Post-licensure studies – passive surveillance.
|Thus, the vaccine attributable rate of fever will be 3/1 000 vaccinated children (that is the observed rate minus the background rate).|
Comparing observed with "expected" rates of adverse events
If the background rate of a particular adverse event is not known in a community (as is often the case), you will need to compare the observed rate in your population with the 'expected rate' published by the vaccine regulatory authorities. For example, this information, from WHO, shows the expected rates of AEFIs following some childhood vaccines:
Expected rates of AEFIs following some childhood vaccines
|Vaccine||Estimated rate of severe reactions|
|BCG||1 in 1 000 to 1 in 50 000 doses|
|OPV (oral polio vaccine)||1 in 2–3 million doses (or 1 in 750 000 doses for the first dose)|
|Measles||1 in 1 million doses|
|DTP||1 in 750 000 doses|
Imagine that rumours begin to circulate about a vaccine when cases of convulsions following immunization occur amongst vaccinated infants. The background rate of convulsions in this population is 1:1 000 infants. The observed rate in vaccinated infants is 1.2:1 000. What is the vaccine attributable rate derived from these figures?
|A. 2 additional cases of convulsions in every 1 000 vaccinations, compared with the background rate.|
|B. 2 additional cases in every 10 000 vaccinations, compared with the background rate.|
|C. 1.2 additional cases in every 1 000 vaccinations, compared with the background rate.|
|D. 1.2 additional cases in every 10 000 vaccinations, compared with the background rate.|
Answer B is correct.
- The vaccine attributable rate is 0.2:1,000 or 2 additional cases of convulsions in infants in every 10 000 vaccinations, compared with the background rate.
Other factors to consider when comparing rates of AEFIs
Keep in mind the other confounding factors that may influence the comparison of rates of adverse events.
A confounding factor is anything that is coincidentally associated with an event (in this case, an AEFI), which may mislead the investigator into wrongly concluding that the factor is influencing the rate of an adverse vaccine reaction. Here are some factors to consider when comparing one observed AEFI rate with another. Click on each factor to see how it may confound the results of the AEFI investigation.
Although a vaccine may have the same antigens, different manufacturers may produce vaccines (or 'lots' of the same vaccine) that differ substantially in their composition, including the presence of an adjuvant or other components. These variations result in vaccines with different reactogenicity (the ability to cause vaccine reactions), which in turn affects the comparison of their vaccine attributable rates.
The same vaccine given to different age groups may result in different vaccine-attributable rates. For example, MMR vaccine given to infants may cause febrile convulsions.

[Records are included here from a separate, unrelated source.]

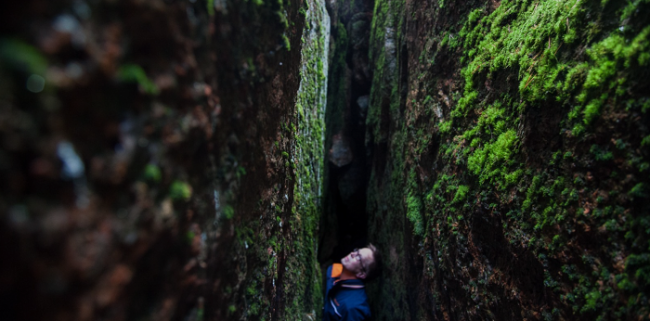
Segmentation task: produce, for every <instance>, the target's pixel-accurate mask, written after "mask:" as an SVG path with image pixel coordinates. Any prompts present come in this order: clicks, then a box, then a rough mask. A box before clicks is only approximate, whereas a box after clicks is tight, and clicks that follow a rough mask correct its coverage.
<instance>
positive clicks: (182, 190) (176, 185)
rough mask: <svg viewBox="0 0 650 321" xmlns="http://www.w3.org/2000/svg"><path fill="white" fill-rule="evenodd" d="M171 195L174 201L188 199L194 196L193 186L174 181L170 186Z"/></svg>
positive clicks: (169, 193) (169, 188) (170, 192)
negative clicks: (193, 194)
mask: <svg viewBox="0 0 650 321" xmlns="http://www.w3.org/2000/svg"><path fill="white" fill-rule="evenodd" d="M169 197H170V198H171V199H172V200H174V201H187V200H189V199H190V198H191V197H192V187H190V185H189V184H187V183H185V182H181V181H174V182H173V183H172V185H171V186H170V187H169Z"/></svg>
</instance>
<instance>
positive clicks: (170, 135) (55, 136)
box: [0, 0, 329, 320]
mask: <svg viewBox="0 0 650 321" xmlns="http://www.w3.org/2000/svg"><path fill="white" fill-rule="evenodd" d="M1 6H2V10H0V16H1V18H2V19H0V24H1V27H2V28H1V30H2V34H0V81H1V82H2V86H1V87H2V88H0V105H1V108H0V119H1V121H0V123H1V124H0V144H1V148H0V177H1V178H2V184H0V191H1V192H2V193H1V194H2V195H1V196H0V213H1V214H0V255H2V257H3V258H5V260H3V263H2V264H0V280H1V281H0V301H2V302H3V307H4V306H7V307H8V308H7V309H6V310H5V315H4V316H5V317H7V318H8V319H21V320H42V319H66V320H68V319H77V320H96V319H110V320H125V319H156V320H181V319H182V320H240V319H242V318H243V319H248V320H262V319H264V320H303V319H304V320H310V319H315V318H316V315H315V311H318V308H317V307H316V306H315V305H316V303H315V302H318V303H320V295H321V294H320V291H318V285H319V283H318V280H319V276H318V275H319V270H318V266H317V264H315V255H316V254H315V252H316V249H315V243H314V237H313V234H314V233H317V232H316V229H317V222H318V215H319V213H320V212H319V210H320V206H319V205H318V197H319V195H320V190H319V188H320V179H321V176H322V174H321V172H322V166H323V165H322V162H323V152H322V144H323V143H322V141H323V136H322V132H323V125H322V122H323V117H324V116H323V113H324V111H323V108H324V104H325V101H324V99H325V97H324V93H325V90H326V89H325V82H326V76H325V75H327V61H326V57H327V48H328V46H327V38H328V29H327V26H329V23H328V22H327V20H326V19H327V16H326V15H325V11H324V4H323V3H322V2H320V1H307V2H303V1H293V0H292V1H228V0H214V1H212V0H210V1H157V0H154V1H131V0H126V1H84V0H80V1H46V2H43V1H39V0H28V1H24V2H21V3H3V4H2V5H1ZM321 24H322V25H323V26H321ZM303 41H304V45H303ZM303 48H305V49H304V50H303ZM303 106H304V108H303Z"/></svg>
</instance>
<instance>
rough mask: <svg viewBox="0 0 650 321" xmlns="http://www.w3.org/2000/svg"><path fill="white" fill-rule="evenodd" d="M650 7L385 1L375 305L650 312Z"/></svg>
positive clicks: (367, 121) (582, 1) (383, 45)
mask: <svg viewBox="0 0 650 321" xmlns="http://www.w3.org/2000/svg"><path fill="white" fill-rule="evenodd" d="M649 12H650V6H648V5H647V3H645V2H634V3H620V2H611V1H605V2H602V1H573V2H572V1H569V2H554V1H540V2H532V3H530V2H525V1H502V2H474V1H432V2H426V3H423V2H416V1H406V2H399V1H377V2H376V5H375V12H374V16H373V33H372V38H371V43H370V51H371V57H370V58H371V61H370V63H371V64H372V68H371V69H372V70H374V71H375V72H374V76H373V82H372V91H371V95H370V103H369V107H368V108H369V109H368V116H367V123H366V124H367V126H368V131H367V133H368V136H367V142H368V147H369V148H371V149H372V151H371V152H372V159H373V165H372V167H373V173H372V177H371V181H370V183H369V188H368V215H369V217H370V218H371V220H370V228H369V237H370V239H374V240H378V243H379V245H380V248H382V249H384V252H385V254H386V257H387V265H388V267H387V270H386V271H385V272H386V273H384V276H383V278H382V279H381V280H380V282H379V283H378V284H376V285H373V286H372V287H373V290H372V291H371V293H373V294H374V296H373V297H372V299H373V304H374V305H375V307H377V316H378V318H379V319H380V320H381V319H383V320H393V319H401V320H419V319H428V320H470V319H471V320H475V319H476V320H478V319H498V320H501V319H503V320H506V319H507V320H563V319H564V320H569V319H571V320H574V319H576V320H593V319H603V320H608V319H612V320H617V319H642V318H646V316H647V315H648V307H647V300H648V298H649V297H650V292H648V291H649V289H648V286H647V285H648V281H647V277H646V274H647V271H648V269H647V264H646V263H647V257H648V255H649V254H648V242H649V240H650V235H648V233H647V232H648V230H647V228H646V227H647V222H648V213H650V208H648V204H647V202H646V201H645V200H647V198H648V197H649V194H648V193H647V190H646V188H647V186H648V184H649V183H650V181H649V179H650V178H649V177H648V175H647V170H648V165H647V164H648V163H649V157H650V155H649V154H648V149H647V144H648V142H649V141H650V140H649V139H648V135H649V134H650V133H649V132H648V126H647V125H646V124H647V122H648V110H649V109H648V108H647V106H648V104H647V102H648V99H649V97H648V92H649V91H648V86H647V82H645V81H643V80H642V79H644V78H643V77H644V76H643V75H646V74H647V73H648V70H649V69H648V68H649V65H648V61H650V60H648V59H647V58H648V57H650V56H648V54H647V49H648V46H649V43H650V42H648V39H649V38H648V32H650V31H649V30H650V27H649V25H648V20H647V18H646V17H647V14H648V13H649Z"/></svg>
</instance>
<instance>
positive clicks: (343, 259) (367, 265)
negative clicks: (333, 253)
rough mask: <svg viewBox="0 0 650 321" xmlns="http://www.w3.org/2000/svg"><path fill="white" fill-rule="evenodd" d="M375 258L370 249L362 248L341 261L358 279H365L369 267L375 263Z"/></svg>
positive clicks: (354, 251) (347, 268)
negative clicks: (374, 260)
mask: <svg viewBox="0 0 650 321" xmlns="http://www.w3.org/2000/svg"><path fill="white" fill-rule="evenodd" d="M373 260H374V257H373V256H372V251H371V250H370V249H369V248H365V247H364V248H361V249H358V250H355V251H352V252H350V254H348V255H347V256H346V257H344V258H343V259H341V264H342V265H343V267H345V268H346V269H347V270H348V271H350V272H352V273H354V274H355V275H356V276H357V278H360V279H365V278H366V276H367V274H368V266H369V265H370V264H372V263H373Z"/></svg>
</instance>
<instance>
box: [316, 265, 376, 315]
mask: <svg viewBox="0 0 650 321" xmlns="http://www.w3.org/2000/svg"><path fill="white" fill-rule="evenodd" d="M341 271H342V266H341V264H338V263H337V264H334V265H332V266H330V267H329V268H328V269H327V290H326V291H325V306H324V308H323V321H363V320H369V319H370V306H369V305H368V297H367V296H366V289H365V287H364V284H363V281H361V280H357V279H353V280H339V277H340V276H341Z"/></svg>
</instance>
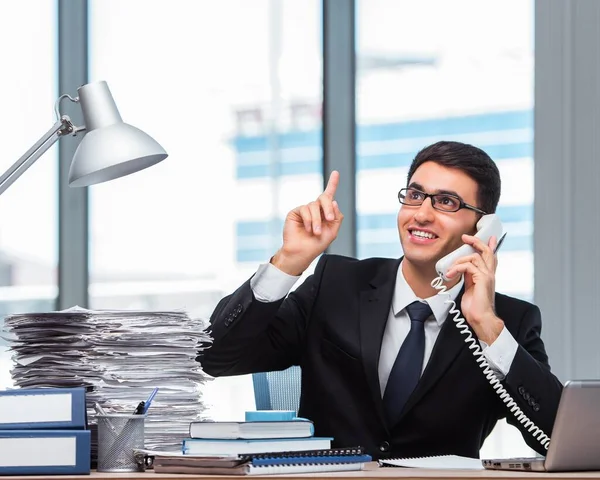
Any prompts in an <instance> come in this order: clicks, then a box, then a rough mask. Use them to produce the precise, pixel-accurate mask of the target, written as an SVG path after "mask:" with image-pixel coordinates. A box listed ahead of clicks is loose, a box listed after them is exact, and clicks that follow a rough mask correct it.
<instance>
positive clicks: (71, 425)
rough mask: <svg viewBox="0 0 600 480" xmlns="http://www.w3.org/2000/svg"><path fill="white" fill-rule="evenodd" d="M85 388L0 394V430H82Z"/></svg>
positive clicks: (35, 389)
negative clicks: (27, 429)
mask: <svg viewBox="0 0 600 480" xmlns="http://www.w3.org/2000/svg"><path fill="white" fill-rule="evenodd" d="M85 427H86V406H85V388H83V387H76V388H21V389H14V390H3V391H0V429H2V430H12V429H29V428H31V429H44V428H48V429H59V428H60V429H85Z"/></svg>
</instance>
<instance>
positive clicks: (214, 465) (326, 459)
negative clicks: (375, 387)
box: [153, 447, 371, 475]
mask: <svg viewBox="0 0 600 480" xmlns="http://www.w3.org/2000/svg"><path fill="white" fill-rule="evenodd" d="M370 461H371V457H370V456H369V455H366V454H365V453H364V451H363V449H362V448H361V447H355V448H341V449H324V450H307V451H301V452H272V453H262V454H255V455H243V456H234V457H232V456H226V457H207V456H195V455H168V456H161V455H155V457H154V462H153V466H154V471H155V472H156V473H192V474H198V475H203V474H207V475H211V474H214V475H269V474H285V473H311V472H341V471H356V470H362V469H363V468H364V464H365V463H367V462H370Z"/></svg>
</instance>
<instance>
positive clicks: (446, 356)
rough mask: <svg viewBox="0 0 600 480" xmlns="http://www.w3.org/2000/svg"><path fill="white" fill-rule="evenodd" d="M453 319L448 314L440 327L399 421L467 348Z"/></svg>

This symptom does, however, not occur in adolescents who are given the same vaccine.
The same vaccine given as a 'primary dose' may have a different reactogenicity profile than when it is given as a 'booster dose'. For example, the DTaP vaccine given as a primary dose is less likely to result in extensive limb swelling when compared with this same vaccine given as a booster dose.
Adverse events may be defined differently in research studies that do not stick to the same case definition. Not using standardized case definitions may consequently affect the estimation of the AEFI rate.

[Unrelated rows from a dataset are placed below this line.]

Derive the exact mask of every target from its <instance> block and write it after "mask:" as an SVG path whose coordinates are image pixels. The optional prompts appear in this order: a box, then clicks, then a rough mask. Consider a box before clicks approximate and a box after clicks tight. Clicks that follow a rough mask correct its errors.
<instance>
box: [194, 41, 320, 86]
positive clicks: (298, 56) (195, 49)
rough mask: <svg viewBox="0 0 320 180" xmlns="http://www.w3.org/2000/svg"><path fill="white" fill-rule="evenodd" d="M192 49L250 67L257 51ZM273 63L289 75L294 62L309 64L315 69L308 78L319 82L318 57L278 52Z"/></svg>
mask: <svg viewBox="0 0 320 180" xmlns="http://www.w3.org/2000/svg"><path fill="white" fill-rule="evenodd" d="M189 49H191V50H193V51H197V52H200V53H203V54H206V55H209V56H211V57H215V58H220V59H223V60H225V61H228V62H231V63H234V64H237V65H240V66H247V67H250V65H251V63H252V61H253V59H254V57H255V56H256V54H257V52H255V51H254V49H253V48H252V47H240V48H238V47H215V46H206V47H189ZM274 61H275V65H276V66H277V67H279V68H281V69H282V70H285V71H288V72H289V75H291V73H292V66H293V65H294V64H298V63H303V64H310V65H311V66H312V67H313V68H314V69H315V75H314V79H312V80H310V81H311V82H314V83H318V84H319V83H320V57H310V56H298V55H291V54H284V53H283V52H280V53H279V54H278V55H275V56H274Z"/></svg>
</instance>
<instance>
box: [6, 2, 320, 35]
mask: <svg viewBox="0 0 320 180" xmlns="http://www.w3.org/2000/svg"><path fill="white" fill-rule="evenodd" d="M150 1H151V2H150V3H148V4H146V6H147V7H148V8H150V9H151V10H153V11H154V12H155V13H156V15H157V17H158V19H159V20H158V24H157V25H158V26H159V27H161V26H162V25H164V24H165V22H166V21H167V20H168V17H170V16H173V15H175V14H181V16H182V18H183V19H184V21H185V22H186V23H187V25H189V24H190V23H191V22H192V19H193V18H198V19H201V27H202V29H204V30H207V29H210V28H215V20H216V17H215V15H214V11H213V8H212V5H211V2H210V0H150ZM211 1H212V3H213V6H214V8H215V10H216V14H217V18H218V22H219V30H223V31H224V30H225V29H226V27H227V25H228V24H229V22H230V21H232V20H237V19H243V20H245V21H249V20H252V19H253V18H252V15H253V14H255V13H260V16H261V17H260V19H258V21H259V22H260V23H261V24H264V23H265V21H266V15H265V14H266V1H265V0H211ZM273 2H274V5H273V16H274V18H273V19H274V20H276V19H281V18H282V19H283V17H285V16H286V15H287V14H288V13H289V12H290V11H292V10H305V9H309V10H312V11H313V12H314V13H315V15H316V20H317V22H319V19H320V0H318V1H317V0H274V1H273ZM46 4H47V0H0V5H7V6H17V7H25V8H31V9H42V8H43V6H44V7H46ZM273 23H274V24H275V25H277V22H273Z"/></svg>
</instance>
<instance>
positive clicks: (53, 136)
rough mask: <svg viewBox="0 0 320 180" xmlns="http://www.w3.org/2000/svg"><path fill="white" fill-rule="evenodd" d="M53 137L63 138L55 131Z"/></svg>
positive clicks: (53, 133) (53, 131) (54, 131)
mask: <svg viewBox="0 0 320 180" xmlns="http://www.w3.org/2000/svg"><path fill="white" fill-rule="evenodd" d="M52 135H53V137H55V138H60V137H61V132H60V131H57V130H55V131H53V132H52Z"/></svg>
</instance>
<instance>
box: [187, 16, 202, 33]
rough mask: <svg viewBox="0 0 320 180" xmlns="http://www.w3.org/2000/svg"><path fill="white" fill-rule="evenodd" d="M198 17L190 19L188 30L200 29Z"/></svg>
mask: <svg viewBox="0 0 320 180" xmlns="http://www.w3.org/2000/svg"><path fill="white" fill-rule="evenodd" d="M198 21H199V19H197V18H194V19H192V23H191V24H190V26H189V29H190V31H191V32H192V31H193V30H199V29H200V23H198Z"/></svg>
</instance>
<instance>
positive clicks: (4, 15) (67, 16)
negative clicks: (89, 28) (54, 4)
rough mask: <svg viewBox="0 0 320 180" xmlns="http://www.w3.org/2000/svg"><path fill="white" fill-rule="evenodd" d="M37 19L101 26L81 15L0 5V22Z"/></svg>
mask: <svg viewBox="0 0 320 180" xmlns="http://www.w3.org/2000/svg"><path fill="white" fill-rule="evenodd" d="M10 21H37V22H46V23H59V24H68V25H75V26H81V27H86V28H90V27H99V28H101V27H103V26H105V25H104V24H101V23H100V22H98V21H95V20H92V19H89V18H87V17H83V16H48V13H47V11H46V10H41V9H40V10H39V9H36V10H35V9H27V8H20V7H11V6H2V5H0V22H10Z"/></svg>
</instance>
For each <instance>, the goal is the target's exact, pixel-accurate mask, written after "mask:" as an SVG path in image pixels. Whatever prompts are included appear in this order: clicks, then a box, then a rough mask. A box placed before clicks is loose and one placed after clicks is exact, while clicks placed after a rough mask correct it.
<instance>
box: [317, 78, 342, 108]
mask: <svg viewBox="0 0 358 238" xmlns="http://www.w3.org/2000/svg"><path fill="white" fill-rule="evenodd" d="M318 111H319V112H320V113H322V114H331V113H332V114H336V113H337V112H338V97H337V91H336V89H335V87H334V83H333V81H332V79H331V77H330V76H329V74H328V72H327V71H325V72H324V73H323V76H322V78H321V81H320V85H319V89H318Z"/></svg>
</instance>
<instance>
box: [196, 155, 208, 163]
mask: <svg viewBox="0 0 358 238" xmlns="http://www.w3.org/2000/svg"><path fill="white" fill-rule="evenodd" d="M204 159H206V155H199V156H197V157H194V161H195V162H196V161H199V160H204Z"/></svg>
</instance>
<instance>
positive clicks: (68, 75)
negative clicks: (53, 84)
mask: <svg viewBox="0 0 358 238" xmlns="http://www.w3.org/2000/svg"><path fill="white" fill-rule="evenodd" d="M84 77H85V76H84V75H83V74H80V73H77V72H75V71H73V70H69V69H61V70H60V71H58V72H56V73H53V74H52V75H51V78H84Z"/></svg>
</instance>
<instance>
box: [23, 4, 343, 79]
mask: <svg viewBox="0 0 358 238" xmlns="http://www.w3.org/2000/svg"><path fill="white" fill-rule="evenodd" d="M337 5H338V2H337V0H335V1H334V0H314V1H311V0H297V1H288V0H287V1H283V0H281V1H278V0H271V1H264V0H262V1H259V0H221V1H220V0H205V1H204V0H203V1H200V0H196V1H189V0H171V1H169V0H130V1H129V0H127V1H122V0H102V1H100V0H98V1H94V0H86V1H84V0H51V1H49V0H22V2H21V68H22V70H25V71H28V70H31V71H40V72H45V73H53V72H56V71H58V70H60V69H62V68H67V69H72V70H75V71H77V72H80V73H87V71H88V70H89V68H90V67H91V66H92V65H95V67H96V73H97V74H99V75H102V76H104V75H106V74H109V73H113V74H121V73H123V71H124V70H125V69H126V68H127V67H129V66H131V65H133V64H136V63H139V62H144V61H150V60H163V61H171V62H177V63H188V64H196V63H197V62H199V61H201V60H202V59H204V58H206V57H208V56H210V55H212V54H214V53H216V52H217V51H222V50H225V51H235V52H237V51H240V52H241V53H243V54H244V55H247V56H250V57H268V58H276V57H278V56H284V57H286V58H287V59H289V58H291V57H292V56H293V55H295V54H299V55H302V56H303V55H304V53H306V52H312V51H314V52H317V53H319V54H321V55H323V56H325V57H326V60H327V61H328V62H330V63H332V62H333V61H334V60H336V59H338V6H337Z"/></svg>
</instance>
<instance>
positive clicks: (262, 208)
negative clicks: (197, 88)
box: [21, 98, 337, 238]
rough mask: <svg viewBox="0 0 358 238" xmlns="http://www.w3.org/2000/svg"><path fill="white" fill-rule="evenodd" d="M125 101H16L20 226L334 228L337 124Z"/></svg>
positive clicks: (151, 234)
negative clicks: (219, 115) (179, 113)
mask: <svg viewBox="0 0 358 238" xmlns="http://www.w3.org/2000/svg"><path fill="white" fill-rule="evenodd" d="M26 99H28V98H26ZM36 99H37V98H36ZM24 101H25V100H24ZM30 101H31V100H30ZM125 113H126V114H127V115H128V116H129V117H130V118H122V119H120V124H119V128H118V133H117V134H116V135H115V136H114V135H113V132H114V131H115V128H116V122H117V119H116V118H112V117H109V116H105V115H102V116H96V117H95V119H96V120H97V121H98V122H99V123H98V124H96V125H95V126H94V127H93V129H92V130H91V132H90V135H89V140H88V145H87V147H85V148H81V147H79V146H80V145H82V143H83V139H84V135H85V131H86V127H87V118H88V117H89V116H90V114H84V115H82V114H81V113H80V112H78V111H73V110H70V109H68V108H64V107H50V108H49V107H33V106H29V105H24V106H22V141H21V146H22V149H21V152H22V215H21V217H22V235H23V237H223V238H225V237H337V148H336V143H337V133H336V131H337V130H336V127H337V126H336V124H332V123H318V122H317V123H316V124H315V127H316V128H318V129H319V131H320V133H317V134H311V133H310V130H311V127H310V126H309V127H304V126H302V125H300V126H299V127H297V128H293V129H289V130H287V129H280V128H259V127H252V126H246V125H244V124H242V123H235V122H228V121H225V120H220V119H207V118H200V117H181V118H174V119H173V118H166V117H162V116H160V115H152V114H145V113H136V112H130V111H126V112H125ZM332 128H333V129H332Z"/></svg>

The way that surveillance data is collected may alter the rate. For example, surveillance data may be collected actively or passively, using pre- or post-licensure clinical trials, with or without randomization and placebo controls.
The background rate of certain events may differ between communities. This can influence the observed rate even though the vaccine attributable rate is the same in both communities. For example, reports of death post-vaccination may be higher in a country that has a higher background rate of deaths due to coincidental infection.